I read about is in the news paper to day thought it was interesting and would like some of your opinions on it. Worm poop as fertilizer it comes in a reused pop bottles(that is good). Now correct me if I'm wrong but this not vegan but if you were to acquire some worm and put them in you plant pot or garden it would be vegan yes - no that is why I'm asking
Here is the link http://www.terracycle.net/worm_poop.htm
I hope I did that link thing right never done one before
I've noticed that it's impossible to find potting or garden soil or even fertilizer (unless synthetic MiracleGro) that doesn't have poultry litter, worm castings , fish meal or other animal matter.... what's a vegan to do?
That is really cool that they are recycling plastic that way, though. I really admire them for that. More companies should do this, and more consumers should be alright with buying a product that comes in a used soda bottle.
My school just got a bunch of Terracycle boxes this week. They're all over the place! I was hapy to see them. Before this week there was virtually NO recycling done at school. My friend and I were going to petition. We're still considering it for paper products. The problem is that nobody CARES. These Terracycle boxes are full of chip bags and wads of gum. Sorry for the off topic, I jus thought I'd mention.
NTD, this article isn't very well explained. Practically all the earth you walk on has been through a worm's digestive system at some point. If not for the humble earthworm, humus (as opposed to hummus! ;)) wouldn't even exist. The earth would have a hard time processing plant matter if it were not for the worm.
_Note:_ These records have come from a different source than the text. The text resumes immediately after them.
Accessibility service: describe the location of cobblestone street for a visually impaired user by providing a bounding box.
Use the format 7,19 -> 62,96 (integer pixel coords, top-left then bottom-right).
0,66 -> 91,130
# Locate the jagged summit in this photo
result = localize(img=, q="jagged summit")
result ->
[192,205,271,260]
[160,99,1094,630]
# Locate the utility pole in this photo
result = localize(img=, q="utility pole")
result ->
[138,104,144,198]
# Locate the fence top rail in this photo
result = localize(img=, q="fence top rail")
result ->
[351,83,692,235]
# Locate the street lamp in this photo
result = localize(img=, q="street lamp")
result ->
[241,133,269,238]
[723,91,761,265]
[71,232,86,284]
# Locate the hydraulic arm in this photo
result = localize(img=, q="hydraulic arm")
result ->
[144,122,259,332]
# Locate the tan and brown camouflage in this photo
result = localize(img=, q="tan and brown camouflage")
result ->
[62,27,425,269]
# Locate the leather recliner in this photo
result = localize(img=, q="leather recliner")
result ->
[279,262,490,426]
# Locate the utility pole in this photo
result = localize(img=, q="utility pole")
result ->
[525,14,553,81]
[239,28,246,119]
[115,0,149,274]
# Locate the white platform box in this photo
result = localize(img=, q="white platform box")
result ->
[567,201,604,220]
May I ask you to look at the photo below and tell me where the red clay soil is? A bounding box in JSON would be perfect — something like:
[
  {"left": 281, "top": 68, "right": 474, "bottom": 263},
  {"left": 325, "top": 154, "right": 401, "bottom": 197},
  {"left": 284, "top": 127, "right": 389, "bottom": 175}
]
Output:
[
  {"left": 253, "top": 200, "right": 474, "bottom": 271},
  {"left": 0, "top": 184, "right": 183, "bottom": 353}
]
There's nothing particularly un-vegan about it...the worms will do this wherever, whenever, they don't feel "trapped" just because they're in a large facility full of lunch. Like that 1920's poem "The Grass", a worm's basic philosophy seems to be, "Cover me over and let me work."
I realise you may disagree with this, but that's OK. Personally I have more trouble with that coffee that's been through the wildcat's digestion--because there, you're directly consuming something that has already been--uh, directly eliminated--from an animal's colon, and also they probably now are held captive. But mostly the grossout factor, to be honest!
This is an interesting topic! Its one of those where do you draw the line/ what counts kind of subjects. We have a worm farm in our back garden which is basically a huge plastic layered barrel. They are a great way of getting rid of waste, and because we are a vegan house hold all of our food waste can be feed to the worms. (Except they don't like onion or avocado skins - who knew!) I don't consider this cruel in the least - they live in natural habitat, with an all you can eat kind of a deal and we get bucket loads of worm 'juice' and 'poos' for our vege garden. (Which is what dirt is basically anyway!). I can see how some vegans might have a problem with the captivity aspect - obviously I don't and I consider myself a pretty strict vegan.